A ReRAM memory cell can be activated for a read or write operation by selecting the corresponding wordline and bitlines. In ReRAM crossbar architectures, when a cell is activated, the current will not only flow through the activated cells (called *fully-selected*) but also through all the other cells along the selected wordline and bitline(s), which are called *half-selected*. The currents through the half-selected cells are called *sneak currents*. The currents introduced during a RESET operation are illustrated in Figure 2(a). The fully-selected cell in the figure is RESET by setting the corresponding wordline and bitlines to 0 and  $V$ , respectively. All other wordlines and bitlines are set to  $V/2$  to minimize the sneak currents. When voltages are applied to wordlines and bitlines of a crossbar, a voltage drop will occur across the memristor at each intersection, which can be converted to latency by Equation 1, where  $t$  is the switching time,  $V_d$  is the voltage drop,  $k$  and  $C$  are constants [11].

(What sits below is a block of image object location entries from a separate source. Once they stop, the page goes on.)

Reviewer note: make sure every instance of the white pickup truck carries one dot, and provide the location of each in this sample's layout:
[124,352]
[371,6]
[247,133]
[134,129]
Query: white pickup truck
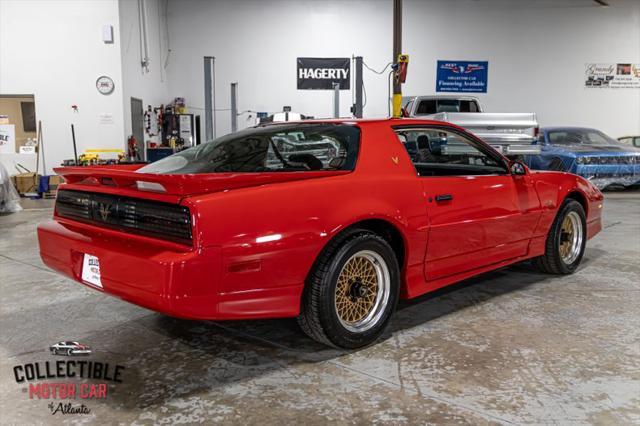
[512,134]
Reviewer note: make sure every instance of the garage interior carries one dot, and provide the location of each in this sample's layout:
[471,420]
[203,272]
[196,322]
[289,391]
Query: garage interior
[136,80]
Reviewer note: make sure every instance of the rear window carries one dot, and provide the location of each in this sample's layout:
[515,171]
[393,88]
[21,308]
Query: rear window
[273,148]
[579,137]
[433,106]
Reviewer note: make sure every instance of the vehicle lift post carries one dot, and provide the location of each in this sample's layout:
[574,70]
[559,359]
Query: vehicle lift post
[397,51]
[234,107]
[357,107]
[336,100]
[209,98]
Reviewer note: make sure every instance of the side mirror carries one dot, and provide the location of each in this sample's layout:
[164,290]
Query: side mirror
[517,168]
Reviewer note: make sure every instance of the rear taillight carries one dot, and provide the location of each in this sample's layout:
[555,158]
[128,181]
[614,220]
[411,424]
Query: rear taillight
[144,217]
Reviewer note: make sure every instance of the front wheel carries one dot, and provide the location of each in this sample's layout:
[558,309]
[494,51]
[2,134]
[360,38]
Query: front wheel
[566,240]
[351,292]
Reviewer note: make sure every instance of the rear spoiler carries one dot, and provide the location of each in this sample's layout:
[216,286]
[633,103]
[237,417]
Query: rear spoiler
[126,177]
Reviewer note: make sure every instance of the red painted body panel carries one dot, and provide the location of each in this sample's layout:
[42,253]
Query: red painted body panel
[257,236]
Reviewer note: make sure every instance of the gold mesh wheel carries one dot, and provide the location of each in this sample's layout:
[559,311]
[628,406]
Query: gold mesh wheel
[570,238]
[362,291]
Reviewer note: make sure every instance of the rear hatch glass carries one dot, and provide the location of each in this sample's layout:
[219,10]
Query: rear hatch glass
[272,148]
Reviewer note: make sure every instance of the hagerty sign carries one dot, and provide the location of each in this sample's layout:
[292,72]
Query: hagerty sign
[322,73]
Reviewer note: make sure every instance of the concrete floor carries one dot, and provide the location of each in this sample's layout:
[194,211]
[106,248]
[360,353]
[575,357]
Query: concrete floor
[513,346]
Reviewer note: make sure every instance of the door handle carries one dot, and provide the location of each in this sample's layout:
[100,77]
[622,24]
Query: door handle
[444,197]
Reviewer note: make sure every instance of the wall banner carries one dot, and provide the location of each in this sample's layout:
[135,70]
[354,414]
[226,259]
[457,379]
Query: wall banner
[321,73]
[615,76]
[462,76]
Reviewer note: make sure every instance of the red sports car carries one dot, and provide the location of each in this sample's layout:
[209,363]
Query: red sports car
[327,221]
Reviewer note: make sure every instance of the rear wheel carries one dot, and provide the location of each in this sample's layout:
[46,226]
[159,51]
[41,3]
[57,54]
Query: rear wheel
[566,240]
[351,292]
[556,165]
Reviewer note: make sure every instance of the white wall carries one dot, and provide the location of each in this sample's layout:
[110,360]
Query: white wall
[149,85]
[256,44]
[537,53]
[536,50]
[54,50]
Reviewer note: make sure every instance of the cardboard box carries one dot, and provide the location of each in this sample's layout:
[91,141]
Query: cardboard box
[25,182]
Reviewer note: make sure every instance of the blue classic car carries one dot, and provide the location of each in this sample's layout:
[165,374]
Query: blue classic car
[588,153]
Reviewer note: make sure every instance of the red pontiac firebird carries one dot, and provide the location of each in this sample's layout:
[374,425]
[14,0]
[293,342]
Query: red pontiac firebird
[327,221]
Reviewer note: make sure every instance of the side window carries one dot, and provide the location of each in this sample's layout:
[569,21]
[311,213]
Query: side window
[439,152]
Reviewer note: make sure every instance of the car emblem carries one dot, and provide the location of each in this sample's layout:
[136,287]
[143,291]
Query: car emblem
[104,211]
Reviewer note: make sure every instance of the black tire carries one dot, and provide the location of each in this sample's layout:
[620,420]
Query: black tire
[556,165]
[551,262]
[318,317]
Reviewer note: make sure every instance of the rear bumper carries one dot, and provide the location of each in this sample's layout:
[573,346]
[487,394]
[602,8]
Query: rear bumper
[602,175]
[184,284]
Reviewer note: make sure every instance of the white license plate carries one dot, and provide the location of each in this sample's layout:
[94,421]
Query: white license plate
[91,270]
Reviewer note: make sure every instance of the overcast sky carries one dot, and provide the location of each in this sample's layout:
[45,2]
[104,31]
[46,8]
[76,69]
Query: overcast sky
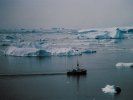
[65,13]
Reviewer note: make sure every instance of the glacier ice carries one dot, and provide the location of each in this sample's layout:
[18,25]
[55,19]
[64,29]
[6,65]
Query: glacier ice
[17,51]
[124,65]
[60,43]
[109,89]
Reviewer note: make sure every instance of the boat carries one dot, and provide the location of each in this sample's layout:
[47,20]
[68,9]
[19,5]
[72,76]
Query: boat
[77,71]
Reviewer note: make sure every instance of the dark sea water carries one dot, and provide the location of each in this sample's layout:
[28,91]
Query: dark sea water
[101,71]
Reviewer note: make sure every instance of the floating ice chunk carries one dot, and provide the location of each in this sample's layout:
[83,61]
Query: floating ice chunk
[109,89]
[15,51]
[124,65]
[29,51]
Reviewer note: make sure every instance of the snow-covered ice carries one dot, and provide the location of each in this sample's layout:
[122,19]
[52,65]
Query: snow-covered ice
[109,89]
[124,65]
[60,43]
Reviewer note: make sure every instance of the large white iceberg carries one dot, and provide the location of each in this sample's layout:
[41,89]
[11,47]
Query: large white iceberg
[107,33]
[60,43]
[17,51]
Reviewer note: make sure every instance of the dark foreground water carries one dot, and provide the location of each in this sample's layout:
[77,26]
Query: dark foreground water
[101,71]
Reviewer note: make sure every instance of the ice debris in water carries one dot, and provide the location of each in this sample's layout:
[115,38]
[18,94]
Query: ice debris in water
[27,51]
[124,65]
[109,89]
[61,42]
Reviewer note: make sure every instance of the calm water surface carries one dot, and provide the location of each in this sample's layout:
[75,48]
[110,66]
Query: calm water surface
[101,71]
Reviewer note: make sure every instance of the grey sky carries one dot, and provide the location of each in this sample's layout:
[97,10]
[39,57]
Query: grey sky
[65,13]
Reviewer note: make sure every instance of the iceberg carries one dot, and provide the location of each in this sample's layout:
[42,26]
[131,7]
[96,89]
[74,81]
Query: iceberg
[61,42]
[124,65]
[107,33]
[109,89]
[18,51]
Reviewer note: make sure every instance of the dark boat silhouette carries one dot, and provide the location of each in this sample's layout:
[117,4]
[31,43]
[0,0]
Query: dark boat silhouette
[77,71]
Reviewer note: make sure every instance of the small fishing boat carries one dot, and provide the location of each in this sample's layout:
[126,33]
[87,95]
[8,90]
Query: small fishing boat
[77,71]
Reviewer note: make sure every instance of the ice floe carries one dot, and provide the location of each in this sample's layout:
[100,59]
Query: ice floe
[124,65]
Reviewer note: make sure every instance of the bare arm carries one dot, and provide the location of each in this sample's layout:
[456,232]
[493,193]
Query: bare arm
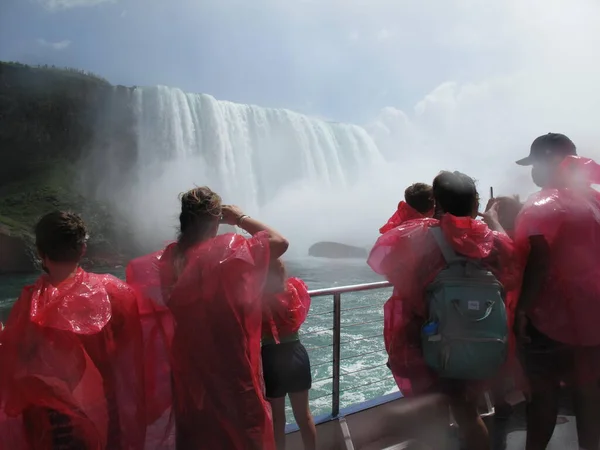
[233,215]
[278,245]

$$t * e^{kV_d} = C \quad (1)$$

In a prior work [10], it was observed that the latency of the RESET operation was dependent on the number of LRS cells along the selected wordline. To fully understand the latency profiles for RESET (write) operation, We performed a characterization study using circuit-level simulations (See Section 7 for more details). Figure 2(b) shows how the RESET latency and voltage drop vary as the percentage of bit '1's (i.e., LRS) is set from 0% to 100% at row 0. From the figure, it is observed that as the number of cells increases, the RESET latency varies from 46ns to 224ns, and the IR drop varies from 2.96V to 2.73V. Clearly, the required latency for the RESET operation is variable and dependent on the location and content of neighbouring memory cells. By storing the number of LRS cells on each wordline using a counter, the latency of the RESET operation can be reduced with up to  $4.8\times$ . Without the use of the LRS counter, the worst case latency is required to be used for every RESET operation, which will detrimentally degrade the performance in both latency and power. Note that such latency variations are specifically observed for RESET operations, since switching time for memristors to SET a cell is typically very short.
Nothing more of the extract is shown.